Sejak dibuka pada Juni lalu, museum yang terletak di Odaiba Palette ini jadi salah satu museum populer di Jepang yang juga menawarkan spot instagramable bagi para wisatawan.

Museum seluas 10.000 meter persegi ini memiliki lima area berbeda. Pengunjung dapat melihat lebih dari 70 karya seni interaktif yang diproyeksikan di dinding, lantai, dan langit-langit dengan menggunakan sekitar 520 komputer dan juga 470 proyektor.

Museum hasil kolaborasi antara MORI Building dan TeamLab ini menggunakan teknologi pemetaan proyeksi, sehingga karya seni yang ada di sini bereaksi terhadap gerakan dan sentuhan pengunjung. Hanya dengan menggerakkan tangan, pemandangan di sekeliling mereka ikut berubah.

Ketika memasuki area pertama dari museum ini kamu akan melihat ruangan-ruangan kosong yang dipenuhi dengan ilusi optik yang cantik berbentuk ribuan bunga warna-warni, lampion, dan cahaya warna-warni yang digerakkan oleh sensor dan diproyeksikan ke seluruh ruangan.

Dan The Forest of Lamps menjadi salah satu area yang dipenuhi oleh lampu-lampu warna-warni yang melayang-layang dengan indahnya.

Setelah itu, di ruangan selanjutnya kamu dapat mengunjungi The Crystal World. Di area ini pengunjung disuguhkan dengan lantai berwarna-warni dengan ribuan lampu LED dengan ilusi optik yang menakjubkan. Tak heran jika, tempat ini menjadi salah satu spot instgramable bagi para pengunjung museum.

Beranjak ke area lainnya yaitu The Weightless Forest of Resonating Life. Sebuah area berupa ruangan yang dipenuhi dengan orbs-orbs atau bulatan-bulatan besar yang terlihat seperti balon udara yang seolah melayang-layang di atas kepalamu.

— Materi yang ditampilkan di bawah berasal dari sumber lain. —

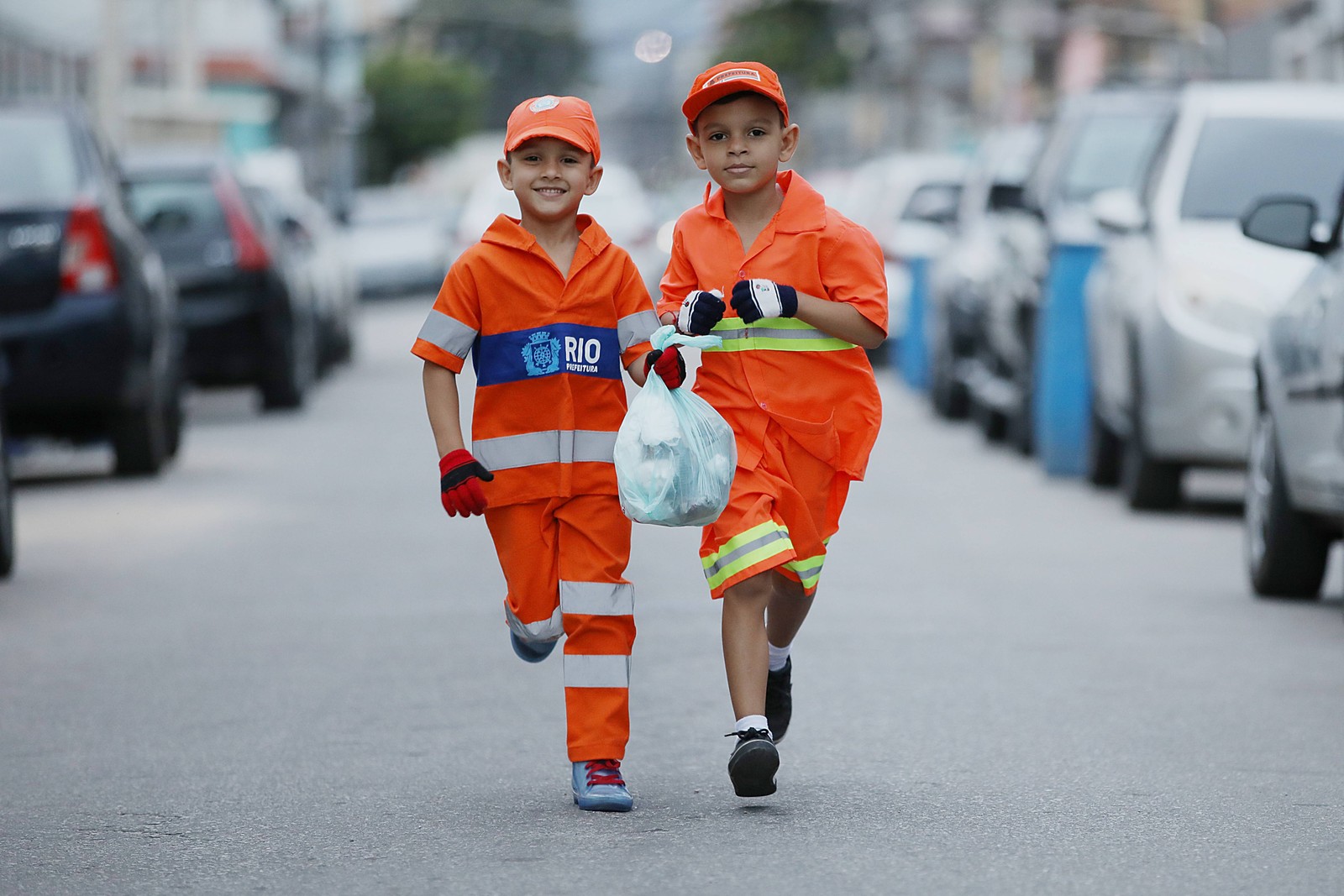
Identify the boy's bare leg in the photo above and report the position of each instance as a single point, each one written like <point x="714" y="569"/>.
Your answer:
<point x="745" y="653"/>
<point x="788" y="609"/>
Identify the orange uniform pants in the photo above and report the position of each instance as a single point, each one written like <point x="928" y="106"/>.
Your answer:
<point x="780" y="516"/>
<point x="564" y="563"/>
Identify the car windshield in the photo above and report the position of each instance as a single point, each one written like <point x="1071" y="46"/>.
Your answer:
<point x="37" y="161"/>
<point x="165" y="207"/>
<point x="1238" y="160"/>
<point x="1112" y="150"/>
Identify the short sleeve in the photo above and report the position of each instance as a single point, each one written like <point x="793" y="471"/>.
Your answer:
<point x="454" y="324"/>
<point x="853" y="270"/>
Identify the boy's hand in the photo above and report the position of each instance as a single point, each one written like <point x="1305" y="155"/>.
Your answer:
<point x="757" y="298"/>
<point x="669" y="364"/>
<point x="701" y="311"/>
<point x="460" y="484"/>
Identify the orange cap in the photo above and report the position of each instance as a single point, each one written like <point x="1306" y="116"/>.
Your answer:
<point x="727" y="78"/>
<point x="568" y="118"/>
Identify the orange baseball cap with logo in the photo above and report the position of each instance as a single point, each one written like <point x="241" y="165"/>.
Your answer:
<point x="566" y="118"/>
<point x="727" y="78"/>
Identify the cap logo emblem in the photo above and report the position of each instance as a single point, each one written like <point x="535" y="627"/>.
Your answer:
<point x="732" y="74"/>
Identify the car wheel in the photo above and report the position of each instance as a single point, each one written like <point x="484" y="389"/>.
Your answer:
<point x="6" y="513"/>
<point x="1104" y="450"/>
<point x="292" y="367"/>
<point x="1285" y="551"/>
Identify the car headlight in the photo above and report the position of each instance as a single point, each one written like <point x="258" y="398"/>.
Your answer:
<point x="1218" y="301"/>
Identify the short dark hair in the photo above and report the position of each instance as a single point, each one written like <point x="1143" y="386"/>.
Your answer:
<point x="734" y="97"/>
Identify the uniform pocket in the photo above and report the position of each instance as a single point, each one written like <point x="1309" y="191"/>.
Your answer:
<point x="817" y="438"/>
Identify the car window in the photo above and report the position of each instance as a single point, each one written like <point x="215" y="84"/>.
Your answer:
<point x="1238" y="160"/>
<point x="1112" y="150"/>
<point x="176" y="207"/>
<point x="38" y="163"/>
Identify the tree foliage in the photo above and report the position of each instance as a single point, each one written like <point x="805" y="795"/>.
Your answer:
<point x="421" y="102"/>
<point x="796" y="38"/>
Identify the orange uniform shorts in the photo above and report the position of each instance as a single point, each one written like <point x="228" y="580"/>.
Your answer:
<point x="780" y="516"/>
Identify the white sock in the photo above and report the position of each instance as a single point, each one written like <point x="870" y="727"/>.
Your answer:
<point x="753" y="721"/>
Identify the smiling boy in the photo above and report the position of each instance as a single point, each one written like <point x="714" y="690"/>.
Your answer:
<point x="551" y="312"/>
<point x="806" y="296"/>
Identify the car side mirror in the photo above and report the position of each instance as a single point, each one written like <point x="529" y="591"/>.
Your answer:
<point x="1284" y="221"/>
<point x="1119" y="211"/>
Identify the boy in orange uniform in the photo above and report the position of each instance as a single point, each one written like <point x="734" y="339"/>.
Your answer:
<point x="806" y="296"/>
<point x="551" y="312"/>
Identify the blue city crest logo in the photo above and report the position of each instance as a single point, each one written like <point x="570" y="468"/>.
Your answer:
<point x="542" y="354"/>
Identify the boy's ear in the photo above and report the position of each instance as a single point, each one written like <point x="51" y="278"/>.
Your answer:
<point x="595" y="179"/>
<point x="692" y="145"/>
<point x="790" y="143"/>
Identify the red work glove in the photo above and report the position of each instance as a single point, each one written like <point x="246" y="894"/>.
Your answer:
<point x="460" y="484"/>
<point x="669" y="364"/>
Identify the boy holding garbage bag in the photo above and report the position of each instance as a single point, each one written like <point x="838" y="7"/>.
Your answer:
<point x="551" y="311"/>
<point x="806" y="296"/>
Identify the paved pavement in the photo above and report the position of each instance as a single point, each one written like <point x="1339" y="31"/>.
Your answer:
<point x="280" y="668"/>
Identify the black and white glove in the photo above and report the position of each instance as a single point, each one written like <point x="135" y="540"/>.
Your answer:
<point x="757" y="298"/>
<point x="701" y="311"/>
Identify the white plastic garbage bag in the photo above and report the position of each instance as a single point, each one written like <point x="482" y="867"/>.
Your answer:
<point x="675" y="456"/>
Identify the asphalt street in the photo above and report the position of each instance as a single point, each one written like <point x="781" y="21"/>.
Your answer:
<point x="280" y="668"/>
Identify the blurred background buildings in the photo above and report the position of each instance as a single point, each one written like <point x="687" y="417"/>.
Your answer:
<point x="360" y="89"/>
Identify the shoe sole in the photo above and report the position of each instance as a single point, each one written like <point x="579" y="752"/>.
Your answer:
<point x="604" y="805"/>
<point x="752" y="768"/>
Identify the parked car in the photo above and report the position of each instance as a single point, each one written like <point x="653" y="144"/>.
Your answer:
<point x="89" y="322"/>
<point x="249" y="317"/>
<point x="622" y="206"/>
<point x="401" y="239"/>
<point x="1180" y="296"/>
<point x="1097" y="141"/>
<point x="979" y="250"/>
<point x="320" y="251"/>
<point x="1294" y="497"/>
<point x="909" y="202"/>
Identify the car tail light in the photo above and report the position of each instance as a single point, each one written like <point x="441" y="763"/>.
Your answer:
<point x="250" y="253"/>
<point x="87" y="262"/>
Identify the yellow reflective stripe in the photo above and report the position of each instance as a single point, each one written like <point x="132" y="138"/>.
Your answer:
<point x="774" y="335"/>
<point x="806" y="569"/>
<point x="745" y="550"/>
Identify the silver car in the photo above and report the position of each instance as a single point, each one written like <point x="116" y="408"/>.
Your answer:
<point x="1294" y="499"/>
<point x="1180" y="296"/>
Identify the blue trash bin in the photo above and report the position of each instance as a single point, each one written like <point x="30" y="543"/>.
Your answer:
<point x="913" y="349"/>
<point x="1062" y="399"/>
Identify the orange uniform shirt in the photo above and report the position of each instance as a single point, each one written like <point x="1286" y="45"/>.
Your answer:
<point x="819" y="389"/>
<point x="549" y="351"/>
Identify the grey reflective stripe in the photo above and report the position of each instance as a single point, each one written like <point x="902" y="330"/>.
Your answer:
<point x="636" y="328"/>
<point x="597" y="598"/>
<point x="543" y="631"/>
<point x="604" y="671"/>
<point x="448" y="333"/>
<point x="549" y="446"/>
<point x="727" y="559"/>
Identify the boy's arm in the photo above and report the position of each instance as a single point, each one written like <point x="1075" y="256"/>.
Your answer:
<point x="444" y="409"/>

Setelah puas menjelajahi muesum ini, pengunjung juga dapat beristirahat dan menikmati secangkir teh di EN Tea House. Hanya dengan membayar sekitar 500 yen atau Rp. 63 ribu, pengunjung dapat menikmati hidangan teh dengan hiasan bunga yang bisa mekar di dalam cangkir dengan cantiknya.

Jika ingin mengunjungi mueseum ini, kamu harus membayar biaya masuk museum dengan harga 28 USD atau sekitar Rp. 400 ribu untuk orang dewasa dan 9 USD atau sekitar Rp. 130 ribu untuk anak-anak.